Hallie Shoffner, the Democratic Senate nominee in Arkansas, has repeatedly blasted her opponent Sen. Tom Cotton (R.) for supporting the war in Iran, which she says has caused gas prices to spike in recent weeks. But Shoffner previously joined a left-wing climate group due to its explicit support for a carbon tax experts said would cause price hikes for Americans.
Shoffner said in 2020 that she joined Citizens' Climate Lobby, a nonprofit based in Coronado, Calif., because it had advocated for the Energy Innovation and Carbon Dividend Act, a bill she argued provides a solution "as real and immediate as climate change itself." The bill—which was first introduced in the House in 2018, but has not received a floor vote—taxes fossil fuels, charging companies $15 per metric ton of carbon emissions at its onset before increasing the fee by $10 or $15 each year based on emission levels.
The Washington Free Beacon previously reported that the legislation, if passed, would have a particularly acute impact on farmers, including those in Arkansas who Shoffner has claimed during her campaign to "fight for" as a lifelong farmer herself. The cost of corn, for example, would increase 16 percent after 10 years and corn exports would decrease 5 percent under the bill, according to an Iowa State University analysis. The export decline alone could cost American farmers roughly $700 million a year.
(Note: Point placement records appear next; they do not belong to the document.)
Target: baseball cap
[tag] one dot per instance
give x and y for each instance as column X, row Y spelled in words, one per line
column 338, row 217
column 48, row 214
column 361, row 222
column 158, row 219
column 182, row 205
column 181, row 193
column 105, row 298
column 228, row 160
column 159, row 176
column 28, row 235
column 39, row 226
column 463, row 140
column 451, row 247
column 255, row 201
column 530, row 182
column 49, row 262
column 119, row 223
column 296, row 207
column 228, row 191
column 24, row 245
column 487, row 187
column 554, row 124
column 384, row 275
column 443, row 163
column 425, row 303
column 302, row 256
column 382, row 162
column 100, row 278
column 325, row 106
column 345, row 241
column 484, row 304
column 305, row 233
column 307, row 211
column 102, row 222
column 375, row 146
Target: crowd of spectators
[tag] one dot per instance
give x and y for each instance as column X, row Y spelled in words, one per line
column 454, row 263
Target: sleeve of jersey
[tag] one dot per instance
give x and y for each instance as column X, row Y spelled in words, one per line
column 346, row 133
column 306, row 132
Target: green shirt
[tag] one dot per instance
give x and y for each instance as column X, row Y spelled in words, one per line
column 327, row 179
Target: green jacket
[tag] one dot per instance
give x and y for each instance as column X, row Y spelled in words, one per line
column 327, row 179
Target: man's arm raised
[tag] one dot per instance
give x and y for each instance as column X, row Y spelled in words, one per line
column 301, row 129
"It would squeeze already thin margins, reduce competitiveness against foreign producers who face no similar tax, and hit rural communities first and hardest," American Energy Institute CEO Jason Isaac told the Free Beacon in February.
That hasn’t stopped her from repeatedly attacking Cotton over high prices at the pump. Shoffner argued that, because Cotton has supported the war in Iran while serving on the Senate Select Intelligence Committee, he is responsible for higher gas prices that have come during the war.
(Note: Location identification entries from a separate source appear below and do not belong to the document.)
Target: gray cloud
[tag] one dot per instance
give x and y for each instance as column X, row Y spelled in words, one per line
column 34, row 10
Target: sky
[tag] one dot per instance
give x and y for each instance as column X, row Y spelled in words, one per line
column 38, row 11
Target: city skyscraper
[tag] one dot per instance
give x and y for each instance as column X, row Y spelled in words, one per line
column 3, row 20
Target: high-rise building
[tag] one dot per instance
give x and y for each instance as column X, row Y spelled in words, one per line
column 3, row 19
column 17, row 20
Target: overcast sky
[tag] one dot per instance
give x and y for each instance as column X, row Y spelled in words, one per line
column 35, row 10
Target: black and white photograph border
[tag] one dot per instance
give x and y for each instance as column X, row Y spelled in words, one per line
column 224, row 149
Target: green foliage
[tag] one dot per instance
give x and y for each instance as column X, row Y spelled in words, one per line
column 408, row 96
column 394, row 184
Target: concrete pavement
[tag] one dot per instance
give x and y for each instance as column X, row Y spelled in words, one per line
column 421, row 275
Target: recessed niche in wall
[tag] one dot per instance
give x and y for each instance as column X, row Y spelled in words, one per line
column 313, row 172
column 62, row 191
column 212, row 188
"Arkansan families were already struggling before the war in Iran because of inflation and because nobody has good health care," Shoffner said in a recent video posted on social media. "Tom Cotton has everything to do with $4 per gallon gas. No, the people of Arkansas do not buy that we had to go to war with Iran. Tom, you cannot blame anyone else for these high gas prices. Just because you can afford to buy gas right now does not mean that your constituents can."
According to the latest AAA data, the average price of gas in Arkansas is $3.89 a gallon, roughly $1.26-a-gallon more expensive than it was prior to the Iran war. Gas prices in Arkansas, though, remain some of the least expensive in the nation and have decreased by about $0.15 over the last week. Cotton and President Donald Trump have said that higher pump prices would be a worthy and temporary sacrifice for a much-weakened Iranian regime and greater stability in the Middle East.
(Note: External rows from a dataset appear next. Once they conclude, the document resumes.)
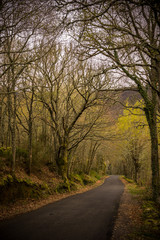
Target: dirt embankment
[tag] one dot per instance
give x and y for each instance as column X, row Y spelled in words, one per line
column 129, row 218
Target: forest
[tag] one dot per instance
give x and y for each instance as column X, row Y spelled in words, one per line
column 79, row 91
Although Shoffner has been quick to criticize Cotton over high gas prices, she has been less eager to talk about the record gas prices experienced during the Biden administration. When asked about how gas prices were higher under former president Joe Biden, she told a user on X to "cry about four years ago if you like."
"Tom Cotton says that gas prices were high under Biden because of electric vehicle policies. Who cares? That was four years ago. We live in 2026," she added in a separate post.
Shoffner, who made several small-dollar donations to former president Joe Biden’s and former vice president Kamala Harris’s presidential campaigns totaling $416, according to Federal Election Commission records, supported their administration’s landmark climate spending bill, the Inflation Reduction Act. She wrote in 2022 that the legislation was a "promising development for Arkansas farmers" and addresses "the root cause of the agriculture sector’s challenges: climate change."
The Inflation Reduction Act was designed to force a rapid green energy transition in the United States and incentivize Americans to buy electric vehicles. Researchers at the University of Pennsylvania’s Wharton School estimated the bill’s climate provisions would cost Americans more than $1 trillion.